Os produtores cadastrados na plataforma Produzindo Certo recebem orientação sobre proteção da fazenda contra incêndios, como exemplo a construção e manutenção preventiva de aceiros entre as áreas produtivas e a vegetação nativa. O diagnóstico socioambiental também conta com o levantamento do histórico de focos de calor na propriedade, para identificar os pontos mais críticos. Eles recebem informações sobre medidas preventivas e sobre os equipamentos de proteção. Essas condições também fazem parte da avaliação das fazendas e influenciam no score ambiental da propriedade.
Fogo controlado
É importante entender quais as práticas mais eficientes e também o que é permitido na prevenção e no combate ao fogo nas propriedades rurais. A queima controlada, em algumas situações é prevista em lei, por exemplo para manejo de pastagens.. Entretanto, é fundamental, que ela seja feita dentro de período específico, com planejamento, conhecimento e autorização dos órgãos ambientais.
“Com a assistência técnica adequada sobre os benefícios de práticas agrícolas mais sustentáveis e treinamento para a prevenção de incêndio, os resultados vêm”, afirma Charton Locks, diretor de Operações (COO) da Produzindo Certo, indicando que o levantamento de pesquisadores da UFMG em 2016 constatou que 92% das fazendas integrantes da plataforma Produzindo Certo reduziram focos de calor em suas áreas.
Feita sem planejamento e cuidados extremos, a queima pode se transformar em focos de incêndios florestais com danos para os produtores rurais, o meio ambiente e a saúde e a segurança das comunidades da região. O fogo sem controle pode extinguir plantações inteiras, se espalhar para fazendas vizinhas, estradas e, principalmente, alcançar áreas de conservação ambiental. Períodos de estiagem prolongada como o atual elevam ainda mais o risco de incêndios. Segundo Caroline, também é importante destacar que “as queimadas geram degradação do solo, perda de nutrientes essenciais ao crescimento das plantas e podem causar a perda da produtividade da área exposta ao fogo, resultando em prejuízos econômicos”.

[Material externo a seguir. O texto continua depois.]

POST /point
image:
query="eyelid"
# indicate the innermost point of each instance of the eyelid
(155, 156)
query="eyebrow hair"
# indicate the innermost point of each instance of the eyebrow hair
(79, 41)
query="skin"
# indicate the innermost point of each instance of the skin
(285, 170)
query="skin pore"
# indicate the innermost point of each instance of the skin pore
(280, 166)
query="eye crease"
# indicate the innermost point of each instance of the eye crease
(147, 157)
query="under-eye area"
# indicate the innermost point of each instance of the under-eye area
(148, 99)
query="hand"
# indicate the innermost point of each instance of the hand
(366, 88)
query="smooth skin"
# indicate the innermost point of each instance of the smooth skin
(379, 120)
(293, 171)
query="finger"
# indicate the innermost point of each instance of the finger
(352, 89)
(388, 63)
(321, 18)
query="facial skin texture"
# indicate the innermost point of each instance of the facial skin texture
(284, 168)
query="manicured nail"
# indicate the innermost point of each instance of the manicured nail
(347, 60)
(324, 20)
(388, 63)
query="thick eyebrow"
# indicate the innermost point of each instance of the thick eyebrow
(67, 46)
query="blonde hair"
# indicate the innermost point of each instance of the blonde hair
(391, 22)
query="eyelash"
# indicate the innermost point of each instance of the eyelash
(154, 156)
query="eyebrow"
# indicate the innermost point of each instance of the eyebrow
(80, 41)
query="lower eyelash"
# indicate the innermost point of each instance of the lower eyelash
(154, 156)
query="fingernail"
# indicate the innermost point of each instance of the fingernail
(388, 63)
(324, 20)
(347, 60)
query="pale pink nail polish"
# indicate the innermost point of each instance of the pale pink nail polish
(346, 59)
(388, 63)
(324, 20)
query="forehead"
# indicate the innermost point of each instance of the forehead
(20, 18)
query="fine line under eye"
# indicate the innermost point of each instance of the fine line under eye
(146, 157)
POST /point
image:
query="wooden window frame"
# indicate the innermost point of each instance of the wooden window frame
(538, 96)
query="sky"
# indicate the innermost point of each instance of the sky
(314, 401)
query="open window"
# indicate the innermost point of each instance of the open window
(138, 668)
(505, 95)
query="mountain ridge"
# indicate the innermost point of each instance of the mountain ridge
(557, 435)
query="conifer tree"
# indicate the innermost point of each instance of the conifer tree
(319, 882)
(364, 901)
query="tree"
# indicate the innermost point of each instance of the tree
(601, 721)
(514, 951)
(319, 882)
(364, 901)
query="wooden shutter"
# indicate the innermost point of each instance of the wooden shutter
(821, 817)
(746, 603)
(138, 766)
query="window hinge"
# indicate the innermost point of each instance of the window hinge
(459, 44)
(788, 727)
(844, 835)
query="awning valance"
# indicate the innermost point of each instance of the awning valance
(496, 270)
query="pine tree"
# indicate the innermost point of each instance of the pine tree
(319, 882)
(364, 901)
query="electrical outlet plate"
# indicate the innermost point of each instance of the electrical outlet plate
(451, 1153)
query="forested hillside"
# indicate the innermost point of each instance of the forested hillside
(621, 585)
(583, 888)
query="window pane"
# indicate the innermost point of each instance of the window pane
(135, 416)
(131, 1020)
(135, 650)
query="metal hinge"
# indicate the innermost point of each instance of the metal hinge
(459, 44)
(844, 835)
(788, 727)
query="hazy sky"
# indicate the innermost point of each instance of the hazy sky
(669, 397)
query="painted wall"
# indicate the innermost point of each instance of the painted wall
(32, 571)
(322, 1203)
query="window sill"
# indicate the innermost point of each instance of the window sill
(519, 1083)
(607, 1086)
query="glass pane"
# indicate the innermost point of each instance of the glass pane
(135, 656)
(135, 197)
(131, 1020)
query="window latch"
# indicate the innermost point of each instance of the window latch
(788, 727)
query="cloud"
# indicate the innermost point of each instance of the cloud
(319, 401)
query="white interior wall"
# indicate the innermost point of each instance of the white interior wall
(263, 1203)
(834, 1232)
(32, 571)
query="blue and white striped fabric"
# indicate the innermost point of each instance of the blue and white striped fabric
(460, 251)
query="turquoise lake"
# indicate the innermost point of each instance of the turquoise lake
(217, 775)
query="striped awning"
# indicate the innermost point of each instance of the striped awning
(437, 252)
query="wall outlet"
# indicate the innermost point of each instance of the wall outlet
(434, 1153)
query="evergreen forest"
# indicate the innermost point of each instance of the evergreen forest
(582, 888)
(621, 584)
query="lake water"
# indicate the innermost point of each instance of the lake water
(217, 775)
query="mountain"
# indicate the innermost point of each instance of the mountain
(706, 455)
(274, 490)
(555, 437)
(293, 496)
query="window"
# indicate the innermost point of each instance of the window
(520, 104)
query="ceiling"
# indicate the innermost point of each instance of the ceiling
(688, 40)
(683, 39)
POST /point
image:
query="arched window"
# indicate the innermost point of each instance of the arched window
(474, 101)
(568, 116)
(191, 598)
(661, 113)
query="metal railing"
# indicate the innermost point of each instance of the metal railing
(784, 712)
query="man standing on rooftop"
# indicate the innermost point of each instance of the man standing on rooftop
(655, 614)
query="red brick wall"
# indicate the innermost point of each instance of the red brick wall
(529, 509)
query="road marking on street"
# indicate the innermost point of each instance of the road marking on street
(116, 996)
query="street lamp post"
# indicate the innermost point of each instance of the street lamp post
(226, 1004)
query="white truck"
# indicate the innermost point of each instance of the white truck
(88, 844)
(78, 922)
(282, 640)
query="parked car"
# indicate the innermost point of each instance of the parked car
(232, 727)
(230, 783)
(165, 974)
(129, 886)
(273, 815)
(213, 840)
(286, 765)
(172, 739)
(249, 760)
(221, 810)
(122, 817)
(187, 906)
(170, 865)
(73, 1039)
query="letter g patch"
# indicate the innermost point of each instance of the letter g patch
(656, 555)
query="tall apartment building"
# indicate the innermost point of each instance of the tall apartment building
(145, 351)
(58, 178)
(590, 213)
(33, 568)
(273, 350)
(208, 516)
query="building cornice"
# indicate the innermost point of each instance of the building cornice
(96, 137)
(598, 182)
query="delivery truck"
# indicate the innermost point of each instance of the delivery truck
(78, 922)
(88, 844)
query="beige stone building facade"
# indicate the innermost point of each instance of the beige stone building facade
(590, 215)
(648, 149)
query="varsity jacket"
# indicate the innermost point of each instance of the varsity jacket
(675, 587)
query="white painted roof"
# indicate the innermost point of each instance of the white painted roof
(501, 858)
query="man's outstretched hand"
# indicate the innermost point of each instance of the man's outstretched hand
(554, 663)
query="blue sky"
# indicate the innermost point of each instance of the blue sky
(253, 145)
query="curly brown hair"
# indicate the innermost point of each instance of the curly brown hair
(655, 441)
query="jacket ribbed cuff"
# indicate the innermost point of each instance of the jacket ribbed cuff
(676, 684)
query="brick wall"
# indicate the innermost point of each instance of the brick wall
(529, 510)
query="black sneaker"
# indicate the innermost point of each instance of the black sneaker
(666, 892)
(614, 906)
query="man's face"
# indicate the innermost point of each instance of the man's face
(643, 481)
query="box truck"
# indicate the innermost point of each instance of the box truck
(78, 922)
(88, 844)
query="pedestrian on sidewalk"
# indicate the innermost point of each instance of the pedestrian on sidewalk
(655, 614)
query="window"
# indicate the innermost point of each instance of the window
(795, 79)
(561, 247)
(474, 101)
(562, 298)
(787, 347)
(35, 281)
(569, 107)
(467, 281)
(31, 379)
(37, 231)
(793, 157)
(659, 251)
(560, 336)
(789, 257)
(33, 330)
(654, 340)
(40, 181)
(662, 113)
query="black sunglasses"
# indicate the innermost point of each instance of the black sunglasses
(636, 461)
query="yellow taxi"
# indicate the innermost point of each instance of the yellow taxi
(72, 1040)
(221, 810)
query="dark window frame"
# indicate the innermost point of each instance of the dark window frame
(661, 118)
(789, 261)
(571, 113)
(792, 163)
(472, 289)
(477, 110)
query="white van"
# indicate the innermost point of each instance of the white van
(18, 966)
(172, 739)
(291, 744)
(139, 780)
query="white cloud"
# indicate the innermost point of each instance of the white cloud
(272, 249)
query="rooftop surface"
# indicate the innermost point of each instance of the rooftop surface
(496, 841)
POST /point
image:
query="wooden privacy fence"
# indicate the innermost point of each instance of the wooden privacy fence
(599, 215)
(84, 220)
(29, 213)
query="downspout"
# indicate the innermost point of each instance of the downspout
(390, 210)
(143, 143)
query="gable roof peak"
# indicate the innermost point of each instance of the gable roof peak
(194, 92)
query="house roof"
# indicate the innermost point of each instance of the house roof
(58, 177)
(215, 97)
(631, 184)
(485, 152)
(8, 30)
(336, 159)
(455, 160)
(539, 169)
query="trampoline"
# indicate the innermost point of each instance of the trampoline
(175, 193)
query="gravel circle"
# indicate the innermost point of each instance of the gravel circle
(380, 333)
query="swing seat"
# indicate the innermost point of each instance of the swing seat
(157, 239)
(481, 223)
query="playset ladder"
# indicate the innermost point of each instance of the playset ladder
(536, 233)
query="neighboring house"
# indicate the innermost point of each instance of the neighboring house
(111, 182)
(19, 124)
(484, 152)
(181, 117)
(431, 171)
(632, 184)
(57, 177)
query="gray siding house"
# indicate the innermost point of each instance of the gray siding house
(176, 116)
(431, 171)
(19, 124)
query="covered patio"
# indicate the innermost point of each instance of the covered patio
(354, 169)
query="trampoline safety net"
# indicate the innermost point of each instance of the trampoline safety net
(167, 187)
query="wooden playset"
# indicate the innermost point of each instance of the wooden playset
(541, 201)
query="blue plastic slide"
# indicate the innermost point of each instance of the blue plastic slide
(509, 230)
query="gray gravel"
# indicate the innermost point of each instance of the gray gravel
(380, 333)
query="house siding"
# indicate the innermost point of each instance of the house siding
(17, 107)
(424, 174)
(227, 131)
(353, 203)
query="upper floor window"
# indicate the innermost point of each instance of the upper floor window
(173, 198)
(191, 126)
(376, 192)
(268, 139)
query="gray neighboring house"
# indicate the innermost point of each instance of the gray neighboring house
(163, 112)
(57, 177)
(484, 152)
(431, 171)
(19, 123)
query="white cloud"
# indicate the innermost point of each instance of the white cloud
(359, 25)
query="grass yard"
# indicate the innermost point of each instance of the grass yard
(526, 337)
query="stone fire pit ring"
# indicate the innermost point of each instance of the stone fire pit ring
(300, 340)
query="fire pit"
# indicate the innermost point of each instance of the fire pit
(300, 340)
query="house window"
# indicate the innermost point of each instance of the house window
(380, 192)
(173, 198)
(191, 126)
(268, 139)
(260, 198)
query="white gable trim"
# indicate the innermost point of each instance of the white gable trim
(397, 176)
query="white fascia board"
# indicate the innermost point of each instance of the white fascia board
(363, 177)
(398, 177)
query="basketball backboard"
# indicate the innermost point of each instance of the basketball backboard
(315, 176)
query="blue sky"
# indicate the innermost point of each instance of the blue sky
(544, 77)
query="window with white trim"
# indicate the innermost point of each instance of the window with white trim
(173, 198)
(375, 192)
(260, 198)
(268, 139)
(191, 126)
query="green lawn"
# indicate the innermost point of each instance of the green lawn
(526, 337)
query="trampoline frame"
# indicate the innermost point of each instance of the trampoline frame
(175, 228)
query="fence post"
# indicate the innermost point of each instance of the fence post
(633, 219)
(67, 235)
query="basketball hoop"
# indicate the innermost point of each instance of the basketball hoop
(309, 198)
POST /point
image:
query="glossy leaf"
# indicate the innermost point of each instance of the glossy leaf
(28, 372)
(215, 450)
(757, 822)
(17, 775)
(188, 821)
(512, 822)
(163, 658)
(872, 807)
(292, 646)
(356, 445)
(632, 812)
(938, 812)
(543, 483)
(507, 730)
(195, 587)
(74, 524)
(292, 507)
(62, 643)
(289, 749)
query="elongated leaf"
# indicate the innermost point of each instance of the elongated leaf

Se o produtor rural optar pela queima controlada em sua propriedade, deve observar as dicas de segurança a seguir. É importante reforçar que é preciso licença do órgão ambiental para realizar essa atividade. A Brigada Aliança também está disponível aos produtores da Plataforma Produzindo Certo para tirar dúvidas ou realizar treinamentos de prevenção nas propriedades.
- Os aceiros servem para isolar uma área evitando a propagação de incêndios. Precisam ser planejados considerando as características do terreno e a altura da vegetação.
- Evite realizar a queima controlada em grandes áreas de uma só vez.
- Fique atento à força e direção do vento.
- Mantenha equipamentos de combate às chamas com manutenção em dia e de prontidão para operar (entre eles, máquinas agrícolas com grades e equipamentos manuais como enxadas, pás e bombas costais, além de algum tipo de reservatório com água).
Vale lembrar, ainda, que neste ano as queimadas estão proibidas em todo o Brasil por decreto federal nº 10.424, de 15 julho. O período é válido por 120 dias, e a medida foi definida por conta do período maior de estiagem e do aumento de focos de incêndio.